At least that's the main message from his appearances on various TV news shows Monday and Tuesday. In an interview on "CBS This Morning," Shkreli explained to reporter Don Dahler that the drug in question, Daraprim, was unprofitable at the old price.
Daraprim, which is used to treat a life-threatening condition called toxoplasmosis caused by parasitic infections, had been sold at $18 a pill by the company that previously held the rights to the drug. But when Turing bought the medicine last month, it immediately raised the price to $750 a pill — a move that some patient advocates calculated would bring the annual cost of treatment for a single person to hundreds of thousands of dollars.
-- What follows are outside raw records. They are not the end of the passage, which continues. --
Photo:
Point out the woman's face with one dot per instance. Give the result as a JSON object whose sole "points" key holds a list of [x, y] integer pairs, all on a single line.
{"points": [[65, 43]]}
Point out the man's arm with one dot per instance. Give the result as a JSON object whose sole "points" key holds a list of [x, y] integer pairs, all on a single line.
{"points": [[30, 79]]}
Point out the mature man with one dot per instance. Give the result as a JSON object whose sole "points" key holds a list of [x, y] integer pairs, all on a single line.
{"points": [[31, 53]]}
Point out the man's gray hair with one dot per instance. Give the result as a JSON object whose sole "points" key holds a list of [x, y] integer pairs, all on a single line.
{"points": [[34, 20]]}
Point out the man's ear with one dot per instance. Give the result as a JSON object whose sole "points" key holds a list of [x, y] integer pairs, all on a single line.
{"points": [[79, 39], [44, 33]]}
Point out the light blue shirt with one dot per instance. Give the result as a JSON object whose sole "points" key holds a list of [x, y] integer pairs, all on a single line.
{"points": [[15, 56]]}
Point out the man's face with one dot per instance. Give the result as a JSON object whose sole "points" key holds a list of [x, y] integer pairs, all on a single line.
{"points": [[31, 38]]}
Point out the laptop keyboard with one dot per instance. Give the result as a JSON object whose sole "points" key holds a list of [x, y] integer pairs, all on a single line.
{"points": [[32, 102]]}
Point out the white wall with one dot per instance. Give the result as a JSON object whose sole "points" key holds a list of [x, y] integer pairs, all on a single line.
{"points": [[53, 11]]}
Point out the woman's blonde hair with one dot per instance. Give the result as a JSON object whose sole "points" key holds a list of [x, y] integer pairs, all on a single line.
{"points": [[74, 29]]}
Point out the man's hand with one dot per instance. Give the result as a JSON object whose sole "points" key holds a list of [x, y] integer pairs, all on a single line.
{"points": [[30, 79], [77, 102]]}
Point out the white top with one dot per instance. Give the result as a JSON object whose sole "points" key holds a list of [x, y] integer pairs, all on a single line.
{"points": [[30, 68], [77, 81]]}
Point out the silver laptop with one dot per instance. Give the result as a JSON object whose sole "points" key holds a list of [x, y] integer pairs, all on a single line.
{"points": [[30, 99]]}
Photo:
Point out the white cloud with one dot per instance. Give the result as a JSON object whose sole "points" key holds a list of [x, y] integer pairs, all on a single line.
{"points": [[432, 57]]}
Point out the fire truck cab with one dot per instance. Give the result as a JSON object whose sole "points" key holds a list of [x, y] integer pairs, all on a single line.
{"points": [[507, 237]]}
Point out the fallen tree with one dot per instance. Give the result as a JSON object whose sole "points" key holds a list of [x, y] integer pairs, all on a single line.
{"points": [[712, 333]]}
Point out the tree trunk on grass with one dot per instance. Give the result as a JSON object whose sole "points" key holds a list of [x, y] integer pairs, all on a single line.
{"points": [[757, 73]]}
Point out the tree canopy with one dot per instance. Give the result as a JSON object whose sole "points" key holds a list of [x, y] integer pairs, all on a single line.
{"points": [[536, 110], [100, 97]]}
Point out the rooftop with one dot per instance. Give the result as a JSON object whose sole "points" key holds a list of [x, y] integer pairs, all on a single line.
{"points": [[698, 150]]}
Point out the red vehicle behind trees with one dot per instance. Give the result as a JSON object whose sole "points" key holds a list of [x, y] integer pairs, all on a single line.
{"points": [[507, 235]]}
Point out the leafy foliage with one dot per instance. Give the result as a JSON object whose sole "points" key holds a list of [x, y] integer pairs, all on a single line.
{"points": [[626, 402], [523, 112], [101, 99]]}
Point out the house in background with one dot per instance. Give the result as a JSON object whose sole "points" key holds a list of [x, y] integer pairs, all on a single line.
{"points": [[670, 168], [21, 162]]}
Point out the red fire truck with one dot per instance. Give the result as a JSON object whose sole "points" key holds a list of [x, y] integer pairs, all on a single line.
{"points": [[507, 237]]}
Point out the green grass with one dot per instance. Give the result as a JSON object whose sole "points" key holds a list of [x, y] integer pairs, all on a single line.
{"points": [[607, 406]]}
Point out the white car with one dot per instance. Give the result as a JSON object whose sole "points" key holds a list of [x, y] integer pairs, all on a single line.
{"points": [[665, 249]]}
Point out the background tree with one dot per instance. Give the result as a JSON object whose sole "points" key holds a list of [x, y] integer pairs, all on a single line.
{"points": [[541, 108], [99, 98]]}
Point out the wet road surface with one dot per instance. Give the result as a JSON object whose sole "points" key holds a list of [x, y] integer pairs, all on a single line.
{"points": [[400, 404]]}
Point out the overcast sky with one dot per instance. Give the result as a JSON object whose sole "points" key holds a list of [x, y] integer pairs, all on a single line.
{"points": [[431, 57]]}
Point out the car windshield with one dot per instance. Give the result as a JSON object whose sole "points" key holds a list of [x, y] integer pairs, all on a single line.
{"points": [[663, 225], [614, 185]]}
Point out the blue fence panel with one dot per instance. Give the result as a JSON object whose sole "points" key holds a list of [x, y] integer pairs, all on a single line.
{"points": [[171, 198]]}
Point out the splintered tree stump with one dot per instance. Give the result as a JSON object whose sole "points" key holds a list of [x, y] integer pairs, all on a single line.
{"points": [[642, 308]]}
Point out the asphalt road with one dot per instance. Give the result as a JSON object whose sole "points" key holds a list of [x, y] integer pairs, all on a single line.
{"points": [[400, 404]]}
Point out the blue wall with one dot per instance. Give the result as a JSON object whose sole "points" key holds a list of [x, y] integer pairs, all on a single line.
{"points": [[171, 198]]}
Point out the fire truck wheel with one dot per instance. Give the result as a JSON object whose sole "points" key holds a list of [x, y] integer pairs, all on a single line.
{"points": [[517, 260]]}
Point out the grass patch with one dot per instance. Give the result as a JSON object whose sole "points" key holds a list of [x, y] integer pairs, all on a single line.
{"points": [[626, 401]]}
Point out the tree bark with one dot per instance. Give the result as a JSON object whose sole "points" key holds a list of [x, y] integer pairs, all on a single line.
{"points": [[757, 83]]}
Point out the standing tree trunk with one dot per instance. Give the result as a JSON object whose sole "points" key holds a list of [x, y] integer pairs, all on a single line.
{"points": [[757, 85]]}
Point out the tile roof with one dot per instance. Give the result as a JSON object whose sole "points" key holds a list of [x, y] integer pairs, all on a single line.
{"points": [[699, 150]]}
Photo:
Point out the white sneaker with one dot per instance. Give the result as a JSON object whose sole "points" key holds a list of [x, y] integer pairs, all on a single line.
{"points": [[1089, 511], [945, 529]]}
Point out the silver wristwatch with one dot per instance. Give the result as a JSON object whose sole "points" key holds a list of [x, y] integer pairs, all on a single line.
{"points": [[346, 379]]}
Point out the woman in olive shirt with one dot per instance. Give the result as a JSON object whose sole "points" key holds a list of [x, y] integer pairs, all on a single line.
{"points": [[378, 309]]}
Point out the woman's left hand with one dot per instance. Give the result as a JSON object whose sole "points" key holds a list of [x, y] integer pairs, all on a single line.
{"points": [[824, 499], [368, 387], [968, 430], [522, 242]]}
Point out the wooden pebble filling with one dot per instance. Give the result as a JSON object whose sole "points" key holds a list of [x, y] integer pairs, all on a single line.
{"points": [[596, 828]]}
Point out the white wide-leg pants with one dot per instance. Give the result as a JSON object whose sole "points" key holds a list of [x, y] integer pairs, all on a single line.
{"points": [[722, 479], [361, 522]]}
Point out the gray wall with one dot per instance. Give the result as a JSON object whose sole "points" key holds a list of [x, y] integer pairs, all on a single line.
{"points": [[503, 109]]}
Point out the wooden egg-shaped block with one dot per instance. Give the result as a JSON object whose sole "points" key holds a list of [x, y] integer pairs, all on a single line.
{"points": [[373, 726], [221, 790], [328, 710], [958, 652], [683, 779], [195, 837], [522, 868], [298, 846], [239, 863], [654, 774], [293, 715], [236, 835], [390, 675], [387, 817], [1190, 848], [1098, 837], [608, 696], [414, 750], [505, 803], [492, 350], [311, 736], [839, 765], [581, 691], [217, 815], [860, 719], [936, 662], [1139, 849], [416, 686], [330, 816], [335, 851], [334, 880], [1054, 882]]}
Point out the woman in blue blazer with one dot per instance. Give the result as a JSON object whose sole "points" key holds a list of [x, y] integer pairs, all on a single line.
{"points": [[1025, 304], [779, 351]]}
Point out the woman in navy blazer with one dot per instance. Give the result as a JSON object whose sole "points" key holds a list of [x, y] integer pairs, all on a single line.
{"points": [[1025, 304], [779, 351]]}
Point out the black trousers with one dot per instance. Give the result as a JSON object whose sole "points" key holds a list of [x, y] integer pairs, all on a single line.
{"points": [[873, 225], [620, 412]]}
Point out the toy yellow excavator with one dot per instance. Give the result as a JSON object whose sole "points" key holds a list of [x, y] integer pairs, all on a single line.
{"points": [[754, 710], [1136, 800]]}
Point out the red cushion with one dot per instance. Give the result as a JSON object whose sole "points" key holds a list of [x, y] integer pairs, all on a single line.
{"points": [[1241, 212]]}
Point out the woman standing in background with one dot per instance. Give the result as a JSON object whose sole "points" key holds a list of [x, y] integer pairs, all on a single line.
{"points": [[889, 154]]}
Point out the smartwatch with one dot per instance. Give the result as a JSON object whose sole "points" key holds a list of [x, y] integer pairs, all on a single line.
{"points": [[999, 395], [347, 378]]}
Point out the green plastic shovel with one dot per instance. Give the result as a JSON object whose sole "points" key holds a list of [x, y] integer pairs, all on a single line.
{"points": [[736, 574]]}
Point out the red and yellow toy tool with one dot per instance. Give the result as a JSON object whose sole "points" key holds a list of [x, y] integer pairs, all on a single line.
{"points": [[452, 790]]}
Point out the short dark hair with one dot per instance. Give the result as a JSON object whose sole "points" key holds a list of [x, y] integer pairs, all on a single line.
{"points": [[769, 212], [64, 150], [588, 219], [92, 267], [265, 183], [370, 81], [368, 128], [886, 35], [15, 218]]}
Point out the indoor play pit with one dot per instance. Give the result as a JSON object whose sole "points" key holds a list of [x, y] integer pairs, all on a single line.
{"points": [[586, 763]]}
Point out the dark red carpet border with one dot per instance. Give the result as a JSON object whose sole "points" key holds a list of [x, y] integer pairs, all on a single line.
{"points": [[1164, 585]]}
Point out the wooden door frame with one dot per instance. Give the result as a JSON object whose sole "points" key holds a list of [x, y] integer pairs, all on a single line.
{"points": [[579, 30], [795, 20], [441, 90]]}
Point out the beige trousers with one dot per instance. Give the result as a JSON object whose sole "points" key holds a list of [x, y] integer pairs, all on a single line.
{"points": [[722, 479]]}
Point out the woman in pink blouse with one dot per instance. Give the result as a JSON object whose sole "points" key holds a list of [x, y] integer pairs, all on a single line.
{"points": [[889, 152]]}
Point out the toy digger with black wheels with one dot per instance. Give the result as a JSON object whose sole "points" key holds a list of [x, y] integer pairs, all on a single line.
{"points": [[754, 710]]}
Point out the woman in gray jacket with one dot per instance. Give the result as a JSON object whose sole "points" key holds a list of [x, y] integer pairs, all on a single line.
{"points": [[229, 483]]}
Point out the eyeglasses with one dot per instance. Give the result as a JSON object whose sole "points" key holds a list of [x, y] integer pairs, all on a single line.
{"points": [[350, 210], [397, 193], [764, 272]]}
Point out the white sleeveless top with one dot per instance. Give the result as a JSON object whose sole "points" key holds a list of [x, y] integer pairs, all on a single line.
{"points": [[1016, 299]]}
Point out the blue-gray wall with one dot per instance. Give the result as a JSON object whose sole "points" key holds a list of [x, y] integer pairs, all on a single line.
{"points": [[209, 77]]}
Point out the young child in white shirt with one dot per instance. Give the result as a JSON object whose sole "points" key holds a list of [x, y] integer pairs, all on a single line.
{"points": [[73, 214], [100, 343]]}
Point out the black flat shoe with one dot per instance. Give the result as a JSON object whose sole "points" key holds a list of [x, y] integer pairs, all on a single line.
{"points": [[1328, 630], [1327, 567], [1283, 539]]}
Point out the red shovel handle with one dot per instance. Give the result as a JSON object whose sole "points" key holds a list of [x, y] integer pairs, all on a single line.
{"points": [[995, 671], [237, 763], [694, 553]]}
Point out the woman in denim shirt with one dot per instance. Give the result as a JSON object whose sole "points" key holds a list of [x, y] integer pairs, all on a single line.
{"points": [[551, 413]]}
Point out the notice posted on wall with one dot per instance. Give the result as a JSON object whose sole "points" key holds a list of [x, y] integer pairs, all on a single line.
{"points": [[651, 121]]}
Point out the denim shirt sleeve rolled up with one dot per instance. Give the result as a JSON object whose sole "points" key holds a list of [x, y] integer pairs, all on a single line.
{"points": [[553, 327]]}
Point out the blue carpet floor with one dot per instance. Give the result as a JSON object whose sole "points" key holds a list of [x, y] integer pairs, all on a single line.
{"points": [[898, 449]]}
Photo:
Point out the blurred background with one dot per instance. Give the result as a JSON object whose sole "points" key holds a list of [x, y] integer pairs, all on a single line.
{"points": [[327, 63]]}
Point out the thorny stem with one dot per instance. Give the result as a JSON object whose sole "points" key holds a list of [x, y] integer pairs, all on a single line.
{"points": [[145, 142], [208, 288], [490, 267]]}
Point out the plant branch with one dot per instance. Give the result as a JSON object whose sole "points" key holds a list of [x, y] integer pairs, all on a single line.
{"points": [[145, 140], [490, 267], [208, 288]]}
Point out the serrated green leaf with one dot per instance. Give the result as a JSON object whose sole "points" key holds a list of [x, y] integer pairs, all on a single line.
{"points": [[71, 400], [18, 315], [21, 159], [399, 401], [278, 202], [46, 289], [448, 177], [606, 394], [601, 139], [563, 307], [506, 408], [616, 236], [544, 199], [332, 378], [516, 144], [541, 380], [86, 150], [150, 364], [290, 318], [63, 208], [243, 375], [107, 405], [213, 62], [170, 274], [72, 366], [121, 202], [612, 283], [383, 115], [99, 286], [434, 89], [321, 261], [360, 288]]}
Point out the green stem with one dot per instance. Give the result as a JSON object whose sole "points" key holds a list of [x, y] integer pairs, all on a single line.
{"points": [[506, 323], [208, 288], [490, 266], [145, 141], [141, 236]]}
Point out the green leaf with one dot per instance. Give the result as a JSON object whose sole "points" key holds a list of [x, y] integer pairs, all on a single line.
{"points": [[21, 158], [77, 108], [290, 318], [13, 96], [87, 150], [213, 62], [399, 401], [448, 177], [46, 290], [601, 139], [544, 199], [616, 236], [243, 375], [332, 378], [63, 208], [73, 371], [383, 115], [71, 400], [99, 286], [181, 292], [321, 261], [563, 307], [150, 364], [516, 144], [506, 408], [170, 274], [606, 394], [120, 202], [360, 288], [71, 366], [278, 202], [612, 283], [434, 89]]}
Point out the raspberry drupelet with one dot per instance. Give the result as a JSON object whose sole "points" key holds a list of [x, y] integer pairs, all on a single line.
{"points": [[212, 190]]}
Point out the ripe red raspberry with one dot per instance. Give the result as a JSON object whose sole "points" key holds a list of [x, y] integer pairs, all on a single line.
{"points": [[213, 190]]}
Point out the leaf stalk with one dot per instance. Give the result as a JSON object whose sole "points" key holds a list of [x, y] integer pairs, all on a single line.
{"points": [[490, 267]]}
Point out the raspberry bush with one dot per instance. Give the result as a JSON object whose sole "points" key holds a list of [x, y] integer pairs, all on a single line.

Shkreli didn't do himself or his company any favors over the weekend when the news of the price hike went viral online after an HIV/AIDS group complained of the increase and he took to his
Twitter account to admonish anyone who dared to question the business decision.
[CEO who raised price of old pill more than $700 calls journalist a ‘moron’ for asking why]
He was markedly more humble Monday and Tuesday in on-camera interviews with Bloomberg, CNBC and CBS and in phone conversations with other news outlets, and emphasized that the move was all about the patients.
"Our first and primary stakeholder is patients. There's no doubt about that," he said on CBS. He said that the price of the drug had been so low that "any company selling it would be losing money" and that at the new price, there would be "a reasonable profit, not excessive at all."
"I can see how it looks greedy but I think there's a lot of altruistic properties to it," he said.
He said that with the new profits, the company could reinvest in research into a new drug for the condition, which would only benefit the patients.
On CNBC, Shkreli was told by the anchor that she just spoke with an HIV doctor who said that they don't need a better version of the drug.
"That's not true," he responded. "There's a recent paper that suggests that two patients died due to autoimmune encephalitis from toxoplasmosis, so there's a lot of people who die from toxoplasmosis every year and this field desperately needs new ways to treat toxoplasmosis."
She then told him that doctors she had spoken to were alarmed that some patients can no longer afford the drug: "Do you feel badly about what's happening?"
"No," he said. "In fact, we're increasing access to patients. ... We're dramatically increasing the access to Daraprim, lowering co-pays, giving away more drug for free. Half of the drug we give away is for $1. So I don't know what you're talking about."
He said that the company bought the drug knowing it would raise the price so that it could make an appropriate profit "but not any kind of ridiculous profit."
When pressed at the end of the interview about calls from doctors and patient groups for the company to reconsider its position and lower the price, Shkreli's answer was firm and to-the-point: "No."